Just as so many children of great writers have felt their famous parent was always beyond their grasp even while being loved by millions of readers, and took to print to try and make sense of that tantalising conundrum.
'Saul Bellow's Heart: a Son's Memoir' by Greg Bellow is published by Bloomsbury (£20)
Unhappy families: The dark-side-of-dad books
Home Before Dark by Susan Cheever
The writer's only daughter, she revealed her papa to be an alcoholic philanderer tormented by bisexual impulses and slightly creepy dreams of the woman she would turn into.

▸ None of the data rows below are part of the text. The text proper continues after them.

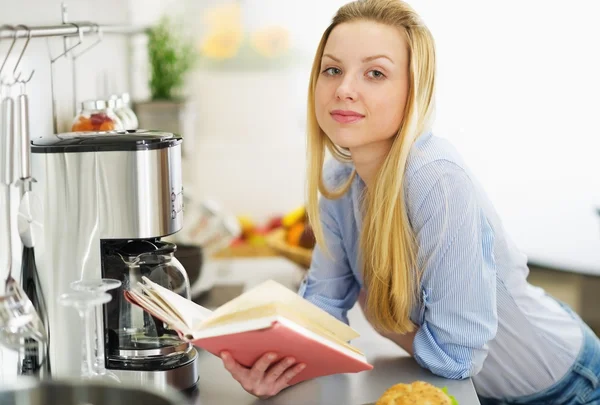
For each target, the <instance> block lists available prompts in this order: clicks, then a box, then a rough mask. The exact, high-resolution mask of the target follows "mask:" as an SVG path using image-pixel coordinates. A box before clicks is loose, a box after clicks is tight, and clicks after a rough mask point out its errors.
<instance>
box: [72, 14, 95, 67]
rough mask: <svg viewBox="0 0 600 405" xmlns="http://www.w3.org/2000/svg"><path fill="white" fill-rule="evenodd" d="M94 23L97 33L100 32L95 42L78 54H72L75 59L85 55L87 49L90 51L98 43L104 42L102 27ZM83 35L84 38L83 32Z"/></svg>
mask: <svg viewBox="0 0 600 405" xmlns="http://www.w3.org/2000/svg"><path fill="white" fill-rule="evenodd" d="M92 25H94V26H95V27H96V33H97V34H98V38H97V39H96V41H95V42H94V43H93V44H91V45H90V46H88V47H87V48H85V49H84V50H83V51H81V52H79V53H78V54H77V55H73V56H72V58H73V60H75V59H77V58H79V57H80V56H81V55H83V54H84V53H86V52H87V51H89V50H90V49H92V48H93V47H95V46H96V45H98V44H99V43H100V42H102V28H100V26H99V25H98V24H97V23H92ZM81 37H82V38H83V34H82V36H81Z"/></svg>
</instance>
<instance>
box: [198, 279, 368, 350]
mask: <svg viewBox="0 0 600 405" xmlns="http://www.w3.org/2000/svg"><path fill="white" fill-rule="evenodd" d="M271 303H281V304H285V305H286V306H287V307H288V308H291V309H292V310H293V311H294V312H296V313H297V314H298V315H299V316H301V317H302V318H304V319H305V320H306V321H308V322H312V323H314V324H315V325H318V326H319V328H322V329H324V330H327V331H329V332H330V333H331V334H333V335H335V337H337V339H339V340H340V341H344V342H348V341H350V340H352V339H355V338H357V337H358V336H359V334H358V333H357V332H356V331H355V330H354V329H352V328H351V327H350V326H348V325H346V324H345V323H343V322H341V321H339V320H338V319H337V318H335V317H334V316H332V315H330V314H328V313H327V312H326V311H324V310H322V309H321V308H319V307H317V306H316V305H313V304H312V303H310V302H309V301H307V300H306V299H304V298H302V297H301V296H299V295H298V294H297V293H296V292H294V291H292V290H290V289H288V288H286V287H284V286H282V285H281V284H279V283H277V282H276V281H273V280H268V281H266V282H264V283H261V284H259V285H258V286H256V287H254V288H252V289H251V290H249V291H247V292H245V293H243V294H242V295H240V296H238V297H236V298H234V299H232V300H231V301H229V302H228V303H226V304H224V305H221V306H220V307H219V308H217V309H216V310H215V311H213V313H212V315H211V316H209V317H208V318H206V320H205V321H204V322H210V321H211V320H212V319H215V318H217V317H220V316H223V315H227V314H231V313H235V312H239V311H245V310H248V309H251V308H255V307H259V306H263V305H267V304H271Z"/></svg>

Dreamcatcher by Margaret Salinger
A memoir of her reclusive father JD (right with Margaret), in which she detailed the cruel manipulation he exerted over her mother Claire, his second wife. He used to keep her a virtual prisoner in their holiday shack.
My Father Is a Book by Janna Malamud Smith
Gossipy, name-droppy, strikingly un-literary account of the Malamud family, Bernard's mentally ill mother and her gifted son, who wrote 'The Fixer'.
Yossarian Slept Here by Erica Heller
She reveals how much tougher family life was "AC" (After 'Catch-22') than "BC" and recalls how her father became a priapic, devouring egomaniac, who dumped his wife after 38 years of marriage.
Reading My Father by Alexandra Styron
"Did my father's depression steal his creative gift?" asks Styron's youngest child. "Or was it the other way around, an estrangement from his muse driving him downwards in increments till he hit rock-bottom?"